Hong Kong's water scandal offers lessons on the proper roles of public and private sectors
Philip Bowring says both the lead contamination in Hong Kong's water and the BBC's declining standards underline the challenge of providing quality public goods

Holidaying in France, I had been musing over the fact that restaurant patrons now routinely ordered tap water rather than the bottled variety, which was once as ubiquitous as a of wine. Was this a mark of economic austerity? Or had the French finally come to realise that free was just as good as Evian, Perrier, San Pellegrino, etc?
Perhaps Hong Kong people could save some money by following suit and filling their ubiquitous personal water bottles from the tap rather than fall for the Watson's distilled variety, Coca-Cola's Bonaqua or the host of more or less expensive commercial products purporting, without much evidence, to be healthier than the free stuff.
So it was quite a shock to land back in Hong Kong in the midst of a scare over lead levels in tap water in certain public housing estates. A promotional coup for the bottled water sellers, this raised the question of why the government's Water Supplies Department, which rightly devoted time and effort to ensuring that it delivered water with minimal levels of bacteria, lead and heavy metals to estates, did not apparently require management companies to ensure that it was not contaminated in the final metres of piping to the household taps.

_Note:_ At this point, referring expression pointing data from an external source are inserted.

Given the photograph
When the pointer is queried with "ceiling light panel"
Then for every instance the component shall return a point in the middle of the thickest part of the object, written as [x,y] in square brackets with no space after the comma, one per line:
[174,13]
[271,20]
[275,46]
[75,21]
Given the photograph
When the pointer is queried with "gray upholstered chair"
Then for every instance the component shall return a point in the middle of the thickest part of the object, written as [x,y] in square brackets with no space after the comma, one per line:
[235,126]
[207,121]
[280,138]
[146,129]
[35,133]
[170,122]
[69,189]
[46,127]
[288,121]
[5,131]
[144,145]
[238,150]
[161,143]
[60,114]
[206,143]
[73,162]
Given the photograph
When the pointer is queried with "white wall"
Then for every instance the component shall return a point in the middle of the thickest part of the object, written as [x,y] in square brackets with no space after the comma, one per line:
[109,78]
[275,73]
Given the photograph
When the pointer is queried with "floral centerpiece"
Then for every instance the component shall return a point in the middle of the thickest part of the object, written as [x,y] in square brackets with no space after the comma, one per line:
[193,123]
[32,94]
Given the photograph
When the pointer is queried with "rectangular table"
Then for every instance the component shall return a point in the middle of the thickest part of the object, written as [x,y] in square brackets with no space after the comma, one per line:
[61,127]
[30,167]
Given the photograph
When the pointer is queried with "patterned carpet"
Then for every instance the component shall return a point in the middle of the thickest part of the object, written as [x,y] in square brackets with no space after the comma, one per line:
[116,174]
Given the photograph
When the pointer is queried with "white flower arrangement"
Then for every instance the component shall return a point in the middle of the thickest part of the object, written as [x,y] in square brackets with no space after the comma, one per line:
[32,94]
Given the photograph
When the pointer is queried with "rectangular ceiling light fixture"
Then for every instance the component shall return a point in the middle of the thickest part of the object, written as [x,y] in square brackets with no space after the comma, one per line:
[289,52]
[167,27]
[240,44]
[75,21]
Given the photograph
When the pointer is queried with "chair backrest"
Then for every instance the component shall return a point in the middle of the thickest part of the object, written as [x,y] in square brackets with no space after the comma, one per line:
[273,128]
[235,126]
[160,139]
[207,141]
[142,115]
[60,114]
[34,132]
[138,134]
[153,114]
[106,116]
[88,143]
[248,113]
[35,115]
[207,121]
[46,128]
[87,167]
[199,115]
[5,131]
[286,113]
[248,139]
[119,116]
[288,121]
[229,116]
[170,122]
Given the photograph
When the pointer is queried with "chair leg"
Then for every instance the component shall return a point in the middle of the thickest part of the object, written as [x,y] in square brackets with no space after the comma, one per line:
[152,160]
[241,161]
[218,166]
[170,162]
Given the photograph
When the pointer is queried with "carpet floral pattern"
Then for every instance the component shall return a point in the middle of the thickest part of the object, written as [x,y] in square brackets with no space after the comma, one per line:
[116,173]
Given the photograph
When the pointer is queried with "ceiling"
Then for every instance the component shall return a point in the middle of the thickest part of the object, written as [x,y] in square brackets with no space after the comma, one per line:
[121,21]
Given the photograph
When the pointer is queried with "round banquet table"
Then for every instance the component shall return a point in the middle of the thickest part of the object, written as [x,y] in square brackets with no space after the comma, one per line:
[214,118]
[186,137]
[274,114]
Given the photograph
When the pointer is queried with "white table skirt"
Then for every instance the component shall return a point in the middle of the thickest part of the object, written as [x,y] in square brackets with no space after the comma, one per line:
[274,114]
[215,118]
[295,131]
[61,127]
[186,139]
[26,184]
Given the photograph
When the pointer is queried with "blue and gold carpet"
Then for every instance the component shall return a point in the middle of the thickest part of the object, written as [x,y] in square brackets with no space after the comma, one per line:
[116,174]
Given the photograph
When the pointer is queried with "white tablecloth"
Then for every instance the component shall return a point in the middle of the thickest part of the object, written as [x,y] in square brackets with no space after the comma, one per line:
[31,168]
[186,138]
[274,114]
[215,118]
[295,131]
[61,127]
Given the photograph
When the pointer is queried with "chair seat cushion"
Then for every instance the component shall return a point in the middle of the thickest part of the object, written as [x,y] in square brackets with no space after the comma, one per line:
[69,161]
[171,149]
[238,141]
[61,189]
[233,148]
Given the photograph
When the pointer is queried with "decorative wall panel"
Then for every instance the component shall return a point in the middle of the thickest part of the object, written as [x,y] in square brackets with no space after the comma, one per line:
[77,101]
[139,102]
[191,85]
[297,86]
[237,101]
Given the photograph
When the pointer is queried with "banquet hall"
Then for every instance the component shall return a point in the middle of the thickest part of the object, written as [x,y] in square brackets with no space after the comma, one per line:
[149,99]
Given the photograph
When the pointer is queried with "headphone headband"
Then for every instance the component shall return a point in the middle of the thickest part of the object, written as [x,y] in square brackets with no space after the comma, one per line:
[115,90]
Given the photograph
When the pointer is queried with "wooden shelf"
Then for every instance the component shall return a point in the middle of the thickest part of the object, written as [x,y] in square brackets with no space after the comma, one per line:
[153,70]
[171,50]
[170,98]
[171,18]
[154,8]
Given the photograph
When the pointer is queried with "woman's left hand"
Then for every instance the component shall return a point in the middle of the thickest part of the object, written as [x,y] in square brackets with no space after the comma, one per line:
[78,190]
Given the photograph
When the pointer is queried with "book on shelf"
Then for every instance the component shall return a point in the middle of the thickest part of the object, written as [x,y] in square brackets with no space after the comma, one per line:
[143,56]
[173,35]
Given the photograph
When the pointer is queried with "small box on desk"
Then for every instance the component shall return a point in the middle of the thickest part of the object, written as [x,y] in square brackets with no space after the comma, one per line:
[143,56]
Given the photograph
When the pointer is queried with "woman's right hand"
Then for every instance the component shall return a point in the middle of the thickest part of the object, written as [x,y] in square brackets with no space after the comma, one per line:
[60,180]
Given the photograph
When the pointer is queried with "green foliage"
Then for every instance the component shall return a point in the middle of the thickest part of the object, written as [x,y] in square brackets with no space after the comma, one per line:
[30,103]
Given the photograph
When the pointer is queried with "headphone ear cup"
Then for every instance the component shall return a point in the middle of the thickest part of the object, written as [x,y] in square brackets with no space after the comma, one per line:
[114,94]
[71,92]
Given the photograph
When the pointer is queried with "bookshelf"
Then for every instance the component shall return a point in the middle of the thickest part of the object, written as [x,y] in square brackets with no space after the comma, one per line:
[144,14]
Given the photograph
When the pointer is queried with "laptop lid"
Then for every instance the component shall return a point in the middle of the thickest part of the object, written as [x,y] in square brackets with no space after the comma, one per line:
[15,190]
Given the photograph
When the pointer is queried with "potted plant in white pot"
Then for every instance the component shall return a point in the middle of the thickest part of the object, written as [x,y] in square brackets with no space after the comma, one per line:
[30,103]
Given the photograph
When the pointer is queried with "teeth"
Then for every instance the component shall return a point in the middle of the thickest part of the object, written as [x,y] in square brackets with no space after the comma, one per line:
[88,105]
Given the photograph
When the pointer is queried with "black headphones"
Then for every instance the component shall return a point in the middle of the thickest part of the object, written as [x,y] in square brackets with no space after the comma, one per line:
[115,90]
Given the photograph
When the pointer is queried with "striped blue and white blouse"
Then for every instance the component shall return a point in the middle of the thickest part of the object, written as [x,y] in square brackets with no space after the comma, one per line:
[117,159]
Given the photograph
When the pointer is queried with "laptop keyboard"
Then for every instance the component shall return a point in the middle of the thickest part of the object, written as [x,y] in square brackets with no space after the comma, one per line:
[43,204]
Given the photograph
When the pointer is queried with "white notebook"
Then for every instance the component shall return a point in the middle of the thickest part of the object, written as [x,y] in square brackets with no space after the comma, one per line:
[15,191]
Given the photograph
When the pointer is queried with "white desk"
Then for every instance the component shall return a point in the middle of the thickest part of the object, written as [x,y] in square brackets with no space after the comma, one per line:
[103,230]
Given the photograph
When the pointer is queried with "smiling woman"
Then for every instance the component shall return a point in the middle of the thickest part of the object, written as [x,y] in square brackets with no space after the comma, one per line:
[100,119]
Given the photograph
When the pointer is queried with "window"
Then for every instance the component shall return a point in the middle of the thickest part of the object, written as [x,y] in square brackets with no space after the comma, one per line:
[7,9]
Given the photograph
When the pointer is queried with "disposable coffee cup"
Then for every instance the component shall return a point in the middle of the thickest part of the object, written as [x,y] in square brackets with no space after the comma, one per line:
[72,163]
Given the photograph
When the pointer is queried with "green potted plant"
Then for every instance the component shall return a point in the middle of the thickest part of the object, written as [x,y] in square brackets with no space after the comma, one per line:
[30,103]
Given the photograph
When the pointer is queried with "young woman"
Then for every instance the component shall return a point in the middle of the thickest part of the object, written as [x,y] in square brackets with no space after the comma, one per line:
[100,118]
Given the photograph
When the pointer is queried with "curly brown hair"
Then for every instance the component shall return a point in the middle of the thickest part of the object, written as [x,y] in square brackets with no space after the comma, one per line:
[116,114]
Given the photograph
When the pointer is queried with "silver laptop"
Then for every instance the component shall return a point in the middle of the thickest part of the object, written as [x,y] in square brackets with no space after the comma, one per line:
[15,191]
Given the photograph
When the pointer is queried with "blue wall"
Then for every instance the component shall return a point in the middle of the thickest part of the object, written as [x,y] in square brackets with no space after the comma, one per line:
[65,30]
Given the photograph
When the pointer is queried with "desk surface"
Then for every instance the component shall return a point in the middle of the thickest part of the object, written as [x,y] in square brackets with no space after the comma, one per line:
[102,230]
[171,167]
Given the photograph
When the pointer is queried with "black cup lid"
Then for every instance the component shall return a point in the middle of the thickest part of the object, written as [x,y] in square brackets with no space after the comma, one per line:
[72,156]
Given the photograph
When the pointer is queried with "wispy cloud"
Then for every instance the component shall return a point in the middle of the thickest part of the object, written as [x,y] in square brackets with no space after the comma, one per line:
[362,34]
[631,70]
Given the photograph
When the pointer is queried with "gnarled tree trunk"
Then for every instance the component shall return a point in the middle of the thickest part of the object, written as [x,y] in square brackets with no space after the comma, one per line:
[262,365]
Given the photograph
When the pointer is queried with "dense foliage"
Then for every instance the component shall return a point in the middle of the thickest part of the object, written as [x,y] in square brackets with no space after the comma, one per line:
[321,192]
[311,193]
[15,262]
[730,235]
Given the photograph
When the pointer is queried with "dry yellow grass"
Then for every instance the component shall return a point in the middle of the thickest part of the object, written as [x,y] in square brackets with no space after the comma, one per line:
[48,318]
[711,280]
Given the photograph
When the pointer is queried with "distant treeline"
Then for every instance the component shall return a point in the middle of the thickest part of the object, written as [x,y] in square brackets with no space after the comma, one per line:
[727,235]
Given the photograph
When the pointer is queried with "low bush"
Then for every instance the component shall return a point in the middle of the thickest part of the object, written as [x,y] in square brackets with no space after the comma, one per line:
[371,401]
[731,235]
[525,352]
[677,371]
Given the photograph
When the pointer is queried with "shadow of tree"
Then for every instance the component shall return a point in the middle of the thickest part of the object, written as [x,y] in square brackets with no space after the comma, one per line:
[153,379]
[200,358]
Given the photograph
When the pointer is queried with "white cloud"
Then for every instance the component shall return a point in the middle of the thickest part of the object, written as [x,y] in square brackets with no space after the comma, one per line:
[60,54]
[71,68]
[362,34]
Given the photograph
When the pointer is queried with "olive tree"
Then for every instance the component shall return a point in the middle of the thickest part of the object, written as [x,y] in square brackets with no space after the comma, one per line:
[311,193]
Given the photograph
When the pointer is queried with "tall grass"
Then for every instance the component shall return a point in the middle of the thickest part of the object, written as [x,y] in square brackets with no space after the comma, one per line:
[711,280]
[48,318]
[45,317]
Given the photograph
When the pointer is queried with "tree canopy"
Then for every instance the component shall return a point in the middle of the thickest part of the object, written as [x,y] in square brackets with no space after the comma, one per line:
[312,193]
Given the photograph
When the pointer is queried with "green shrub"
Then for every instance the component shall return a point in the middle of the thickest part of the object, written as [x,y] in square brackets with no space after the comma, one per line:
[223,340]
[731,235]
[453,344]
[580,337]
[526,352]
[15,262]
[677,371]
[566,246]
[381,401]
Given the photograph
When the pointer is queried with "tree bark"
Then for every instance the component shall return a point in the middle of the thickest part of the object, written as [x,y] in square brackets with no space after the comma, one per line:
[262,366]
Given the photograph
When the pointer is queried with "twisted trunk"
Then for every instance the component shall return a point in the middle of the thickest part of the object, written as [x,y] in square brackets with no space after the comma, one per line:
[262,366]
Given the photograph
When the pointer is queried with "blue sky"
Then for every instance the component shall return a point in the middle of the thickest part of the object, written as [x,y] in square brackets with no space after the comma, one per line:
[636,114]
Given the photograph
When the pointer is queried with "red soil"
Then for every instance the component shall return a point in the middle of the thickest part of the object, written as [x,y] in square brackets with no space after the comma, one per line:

BBC World Service TV is an embarrassment, no better than CNN and inferior to Al-Jazeera and even Channel News Asia
Now there has been a flurry of activity to check public housing and Home Ownership Scheme estates. But what about the 50 per cent of housing controlled by management companies, which are mostly closely linked to the original estate developers? One is reminded that the biggest cluster of infections from the severe acute respiratory syndrome outbreak was traced to leaking waste pipes at the Amoy Gardens estate in Kowloon, developed and managed by the Hang Lung group.
So could Hong Kong's devotion to expensive bottled water be a correct response to concerns that whatever the standard of water produced by the Water Supplies Department, managements of estates could not be trusted to ensure that their pipes were delivering pristine, lead-free water?
If that is the case, it is another example of how private-sector developers are allowed to get away with potentially endangering public health and negating the efforts of the government, using taxpayers' money, to provide drinkable water.
Unless the public can become more confident that the water from their household taps is drinkable, they will continue to spend money on commercial substitutes, often from plastic bottles that themselves may deliver unwholesome chemicals to the user.